Happy National Cheese Day! What better way to celebrate that with some pasta covered in it? When it comes to mac and cheese, I tend to prefer the stove top varieties bnecause they are creamier. I have never met a baked version that could compete. That was until this recipe happened because it just may be the creamiest baked mac and cheese ever.

When Lindsay (Love & Olive Oil) posted about this recipe and explained how many sub-par batches of mac and cheese she and Taylor had to eat before reaching the perfect consistency and flavor, I knew I had to make it with the exact same cheeses. It was surprisingly difficult to locate mild white cheddar in the grocery stores near me, but finally found one and it was well worth the hunt.

Don’t like Brussels sprouts? Leave them out or substitute for another veggie, such as broccoli. This creamy mac and cheese is the perfect base to which you can incorporate any of your favorite add-ins.
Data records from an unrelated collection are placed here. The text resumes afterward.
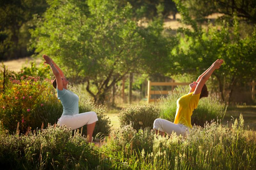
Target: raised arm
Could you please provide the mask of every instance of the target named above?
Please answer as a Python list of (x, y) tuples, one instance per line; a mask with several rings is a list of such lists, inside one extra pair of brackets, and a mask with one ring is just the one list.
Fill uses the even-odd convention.
[(211, 67), (212, 67), (213, 65), (213, 64), (212, 64), (212, 65), (210, 67), (208, 68), (208, 69), (207, 69), (207, 70), (205, 70), (205, 71), (204, 71), (204, 72), (202, 74), (200, 75), (200, 76), (198, 77), (198, 78), (197, 78), (197, 80), (196, 80), (196, 82), (198, 82), (199, 81), (200, 81), (200, 80), (201, 80), (201, 79), (202, 78), (202, 77), (204, 76), (204, 75), (206, 73), (207, 73), (207, 72), (210, 69), (211, 69)]
[(63, 84), (62, 82), (61, 79), (61, 76), (60, 71), (58, 70), (55, 65), (52, 62), (52, 60), (47, 55), (43, 54), (43, 57), (45, 60), (44, 63), (48, 64), (51, 66), (52, 70), (52, 71), (53, 74), (55, 76), (55, 78), (56, 79), (56, 82), (57, 83), (57, 88), (60, 90), (63, 90)]
[[(222, 59), (218, 59), (212, 64), (211, 67), (203, 73), (204, 74), (201, 77), (193, 93), (193, 95), (197, 95), (201, 93), (203, 87), (205, 82), (209, 79), (213, 71), (215, 69), (218, 69), (220, 68), (223, 61)], [(198, 77), (198, 79), (199, 78), (199, 77)]]
[[(50, 57), (49, 58), (50, 58)], [(61, 71), (61, 70), (60, 67), (59, 67), (59, 66), (58, 66), (58, 65), (56, 64), (56, 63), (55, 63), (54, 61), (53, 61), (53, 60), (52, 60), (52, 59), (51, 58), (50, 58), (50, 59), (51, 59), (51, 60), (52, 60), (52, 64), (54, 65), (55, 67), (56, 67), (57, 69), (59, 71), (59, 72), (60, 72), (60, 76), (63, 78), (65, 77), (65, 76), (64, 75), (64, 74), (63, 73), (63, 72), (62, 72), (62, 71)]]

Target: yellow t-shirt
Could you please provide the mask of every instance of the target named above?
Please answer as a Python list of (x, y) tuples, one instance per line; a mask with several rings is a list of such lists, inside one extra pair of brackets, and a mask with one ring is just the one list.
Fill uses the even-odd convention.
[(182, 124), (190, 128), (193, 127), (191, 124), (191, 116), (193, 110), (197, 107), (200, 97), (200, 93), (193, 95), (193, 93), (185, 95), (177, 100), (177, 110), (174, 123)]

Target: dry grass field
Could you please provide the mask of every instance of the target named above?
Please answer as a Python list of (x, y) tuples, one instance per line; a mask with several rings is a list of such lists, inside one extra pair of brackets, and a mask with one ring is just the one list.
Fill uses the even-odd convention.
[[(31, 65), (31, 62), (36, 63), (37, 66), (42, 64), (42, 60), (40, 59), (33, 59), (31, 57), (19, 59), (3, 62), (4, 64), (10, 70), (18, 72), (23, 67), (28, 67)], [(3, 68), (1, 67), (1, 69)]]

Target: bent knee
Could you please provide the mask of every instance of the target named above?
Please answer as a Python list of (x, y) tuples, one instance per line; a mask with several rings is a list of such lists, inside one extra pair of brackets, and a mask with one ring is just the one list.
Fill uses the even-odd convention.
[(94, 111), (92, 111), (91, 112), (91, 114), (92, 116), (95, 117), (97, 117), (97, 114)]
[(154, 121), (154, 125), (155, 125), (156, 124), (161, 124), (161, 119), (160, 119), (160, 118), (158, 118), (156, 119)]

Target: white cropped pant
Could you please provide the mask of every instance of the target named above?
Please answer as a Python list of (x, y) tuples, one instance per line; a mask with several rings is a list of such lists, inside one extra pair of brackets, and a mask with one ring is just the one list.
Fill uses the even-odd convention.
[(94, 111), (89, 111), (73, 115), (62, 115), (59, 119), (57, 123), (65, 125), (72, 130), (80, 128), (85, 124), (91, 124), (98, 121), (97, 115)]
[(165, 132), (169, 136), (173, 132), (176, 132), (178, 136), (181, 134), (186, 136), (190, 133), (190, 128), (182, 124), (175, 124), (167, 120), (158, 118), (154, 121), (153, 129)]

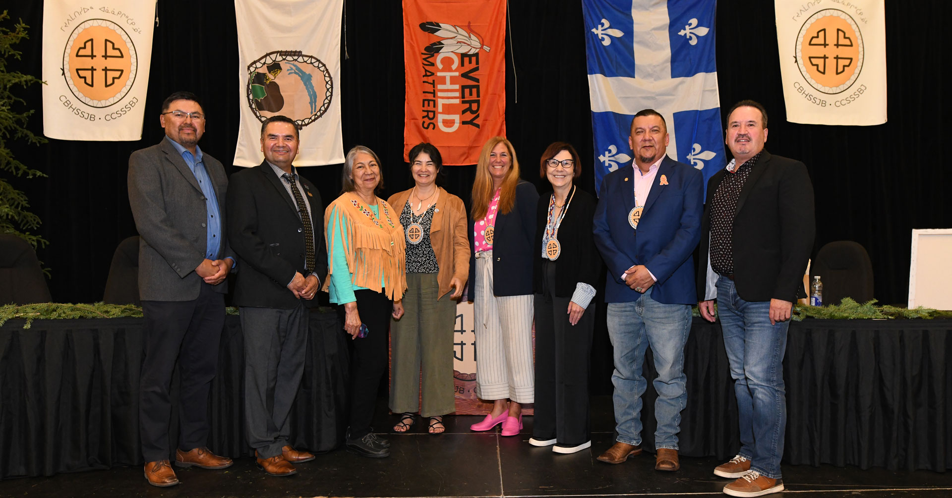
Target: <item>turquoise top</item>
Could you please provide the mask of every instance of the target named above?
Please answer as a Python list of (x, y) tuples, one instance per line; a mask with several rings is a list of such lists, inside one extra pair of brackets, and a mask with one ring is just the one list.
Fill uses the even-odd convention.
[[(380, 216), (380, 207), (375, 204), (367, 206), (374, 216)], [(347, 216), (347, 214), (344, 214)], [(341, 232), (341, 226), (337, 223), (337, 208), (330, 211), (330, 221), (327, 223), (327, 233), (330, 234), (330, 246), (332, 251), (327, 251), (327, 266), (333, 269), (330, 274), (330, 285), (327, 286), (327, 293), (330, 294), (330, 302), (338, 305), (353, 303), (357, 300), (354, 297), (354, 290), (366, 290), (366, 287), (354, 285), (351, 275), (353, 271), (347, 268), (347, 259), (343, 257), (344, 244), (347, 242), (347, 234)], [(331, 258), (330, 254), (341, 254), (341, 257)], [(380, 273), (380, 287), (384, 287), (384, 273)]]

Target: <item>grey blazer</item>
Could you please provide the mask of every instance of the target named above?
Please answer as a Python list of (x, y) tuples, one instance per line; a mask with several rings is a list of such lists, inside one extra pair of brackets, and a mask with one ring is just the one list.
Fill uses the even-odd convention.
[[(221, 249), (215, 259), (237, 258), (224, 233), (225, 168), (203, 151), (221, 213)], [(188, 165), (167, 138), (132, 152), (129, 158), (129, 203), (139, 230), (139, 296), (143, 301), (190, 301), (198, 298), (202, 278), (195, 273), (205, 259), (208, 212), (205, 196)], [(228, 291), (228, 282), (215, 286)]]

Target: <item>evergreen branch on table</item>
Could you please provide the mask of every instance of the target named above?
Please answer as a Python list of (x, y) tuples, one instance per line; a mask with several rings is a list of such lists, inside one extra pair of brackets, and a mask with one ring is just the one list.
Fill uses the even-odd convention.
[[(872, 320), (872, 319), (891, 319), (891, 318), (922, 318), (930, 320), (932, 318), (952, 318), (952, 311), (941, 311), (931, 308), (918, 307), (913, 309), (899, 308), (895, 306), (883, 305), (875, 306), (877, 301), (871, 299), (863, 303), (857, 303), (849, 297), (844, 297), (839, 305), (829, 305), (823, 307), (805, 306), (795, 304), (791, 311), (791, 318), (795, 322), (803, 321), (803, 318), (817, 318), (823, 320)], [(715, 309), (717, 305), (715, 304)], [(698, 307), (691, 309), (693, 316), (701, 316)]]

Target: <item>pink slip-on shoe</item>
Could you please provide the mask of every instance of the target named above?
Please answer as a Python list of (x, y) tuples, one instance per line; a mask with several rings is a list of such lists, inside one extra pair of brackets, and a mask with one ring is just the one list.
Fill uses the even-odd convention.
[(502, 424), (508, 415), (509, 413), (507, 411), (504, 411), (496, 418), (492, 418), (492, 415), (487, 414), (486, 418), (483, 419), (483, 422), (469, 426), (469, 430), (489, 430), (490, 428)]
[(503, 431), (500, 434), (504, 436), (514, 436), (519, 433), (519, 430), (523, 428), (523, 414), (519, 414), (519, 418), (516, 417), (506, 417), (506, 422), (503, 422)]

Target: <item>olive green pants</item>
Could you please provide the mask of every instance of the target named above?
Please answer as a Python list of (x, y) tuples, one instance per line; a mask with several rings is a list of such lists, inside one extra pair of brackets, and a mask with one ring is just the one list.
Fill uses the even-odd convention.
[[(390, 409), (425, 417), (456, 410), (453, 329), (456, 301), (440, 297), (436, 273), (407, 273), (404, 316), (390, 319)], [(421, 371), (423, 406), (420, 406)]]

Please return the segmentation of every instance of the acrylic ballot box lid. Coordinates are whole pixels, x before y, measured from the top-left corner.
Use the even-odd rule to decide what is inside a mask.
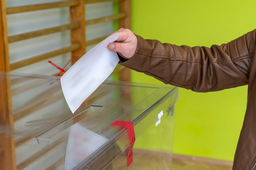
[[[177,87],[106,81],[72,114],[59,77],[0,72],[0,169],[122,169],[126,160],[117,158],[125,155],[129,139],[127,128],[110,125],[116,120],[133,123],[134,150],[171,154]],[[162,111],[170,118],[157,129]],[[153,126],[169,134],[165,146],[158,145],[161,136],[143,136]]]

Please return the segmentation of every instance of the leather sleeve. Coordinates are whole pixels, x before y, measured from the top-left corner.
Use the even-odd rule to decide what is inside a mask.
[[[210,48],[162,44],[137,35],[135,54],[119,64],[165,83],[196,92],[245,85],[255,52],[255,30]]]

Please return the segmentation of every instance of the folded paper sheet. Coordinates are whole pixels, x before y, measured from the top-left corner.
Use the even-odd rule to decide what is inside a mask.
[[[65,170],[73,169],[108,140],[77,123],[73,125],[67,146]]]
[[[107,45],[117,39],[116,33],[85,54],[60,78],[62,91],[72,113],[111,74],[119,61]]]

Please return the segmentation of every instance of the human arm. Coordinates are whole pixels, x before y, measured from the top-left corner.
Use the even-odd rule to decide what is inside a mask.
[[[199,92],[248,83],[255,52],[255,30],[211,48],[179,46],[137,36],[134,54],[119,64],[165,83]]]

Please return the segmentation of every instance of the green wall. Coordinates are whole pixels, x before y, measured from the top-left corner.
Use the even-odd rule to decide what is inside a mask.
[[[256,28],[255,0],[132,0],[131,30],[162,43],[210,47]],[[162,83],[133,71],[133,81]],[[233,160],[247,86],[197,93],[179,88],[174,153]]]

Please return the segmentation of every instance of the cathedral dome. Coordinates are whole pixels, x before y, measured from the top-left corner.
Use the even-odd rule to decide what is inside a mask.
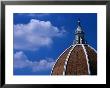
[[[80,32],[75,35],[75,42],[58,57],[52,68],[51,75],[97,74],[96,50],[86,44],[84,33]]]

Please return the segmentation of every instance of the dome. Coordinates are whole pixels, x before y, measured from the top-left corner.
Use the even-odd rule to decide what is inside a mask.
[[[75,41],[58,57],[51,75],[97,75],[97,52],[86,43],[80,21],[76,31]]]
[[[52,75],[96,75],[97,53],[87,44],[67,48],[57,59]]]

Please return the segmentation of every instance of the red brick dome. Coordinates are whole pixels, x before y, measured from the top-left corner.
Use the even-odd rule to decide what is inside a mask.
[[[97,53],[84,38],[80,21],[75,31],[75,41],[57,59],[51,75],[96,75]]]
[[[52,69],[52,75],[89,74],[97,74],[97,53],[87,44],[75,44],[67,48]]]

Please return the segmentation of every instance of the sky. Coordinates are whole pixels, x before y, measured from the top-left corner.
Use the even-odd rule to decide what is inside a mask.
[[[75,39],[77,21],[97,50],[96,13],[14,13],[14,75],[50,75],[58,56]]]

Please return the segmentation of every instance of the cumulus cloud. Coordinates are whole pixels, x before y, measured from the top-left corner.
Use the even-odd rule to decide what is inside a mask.
[[[54,63],[51,58],[32,62],[22,51],[14,54],[14,68],[30,68],[32,72],[44,71],[51,69]]]
[[[60,30],[50,21],[31,19],[27,24],[14,25],[14,49],[37,50],[49,47],[54,37],[61,37],[65,30]]]

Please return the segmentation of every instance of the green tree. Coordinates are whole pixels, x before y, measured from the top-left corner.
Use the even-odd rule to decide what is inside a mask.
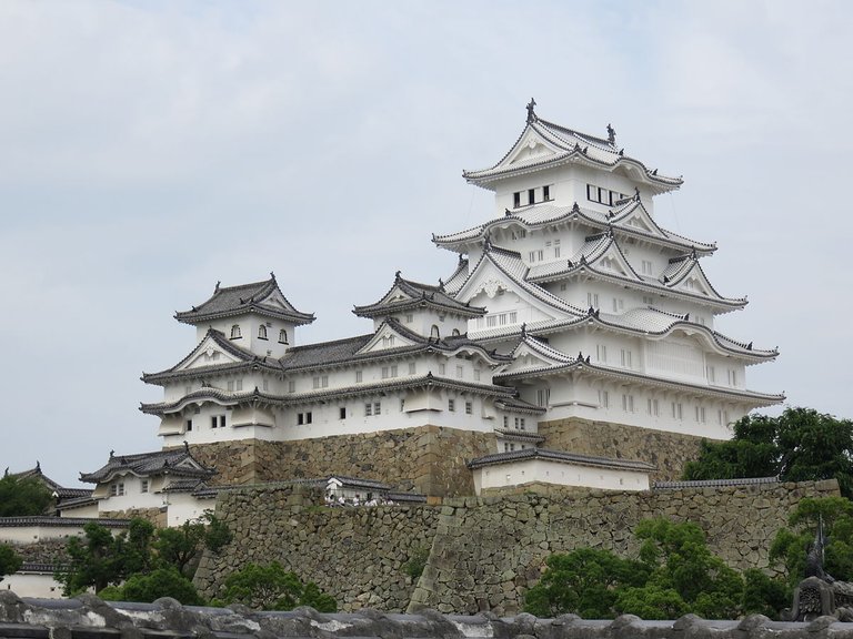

Brussels Sprout Mac and Cheese


BRUSSELS SPROUT MAC AND CHEESE

Serves 4 as side or 2 as entree

Ingredients:

4 oz. whole wheat elbow macaroni

1 cup + 2 Tbsp whole milk

2-1/2 Tbsp unsalted butter

2 Tbsp all-purpose flour

1/8 tsp ground cayenne pepper

1/8 tsp smoked paprika

Salt and pepper, to taste

4 oz. mild white cheddar cheese, grated and divided

1 oz. gruyere cheese, grated

1 oz. pecorino cheese, grated

4 oz. Brussels sprouts, trimmed, cored, and very thinly sliced

2 Tbsp Panko bread crumbs

Directions:

  1. Preheat oven to 375 degrees. Butter an 8×8-inch (or 7×9) casserole dish and set aside.
  2. Cook macaroni according to package directions until just barely al-dente (about 1 minute less than recommended cook time). Drain and set aside.
  3. Meanwhile, melt butter in a medium saute pan set over medium heat. When butter is melted and frothy, add flour and whisk until smooth and begins to bubble, 2 to 3 minutes. Slowly pour in warm milk,whisking vigorously, until all the milk is incorporated and mixture is smooth.
  4. Continue to cook over medium heat, whisking regularly, until sauce bubbles and has thickened slightly, about 5 top 8 minutes. Remove from heat and whisk in cayenne, paprika, and salt and pepper. Slowly add cheeses, a handful at a time, whisking until melted before adding more. Add all but 1/2 cup of the white cheddar cheese (set aside for sprinkling on top). Stir in macaroni and sliced Brussels sprouts until evenly coated.
  5. Pour into the prepared dish. Sprinkle with reserved cheese and breadcrumbs over top. Bake for 15 to 20 minutes or until filling is bubbling, then broil for 1 to 2 minutes or until breadcrumbs are golden brown. Remove from heat and allow to cool for 10 minutes before serving.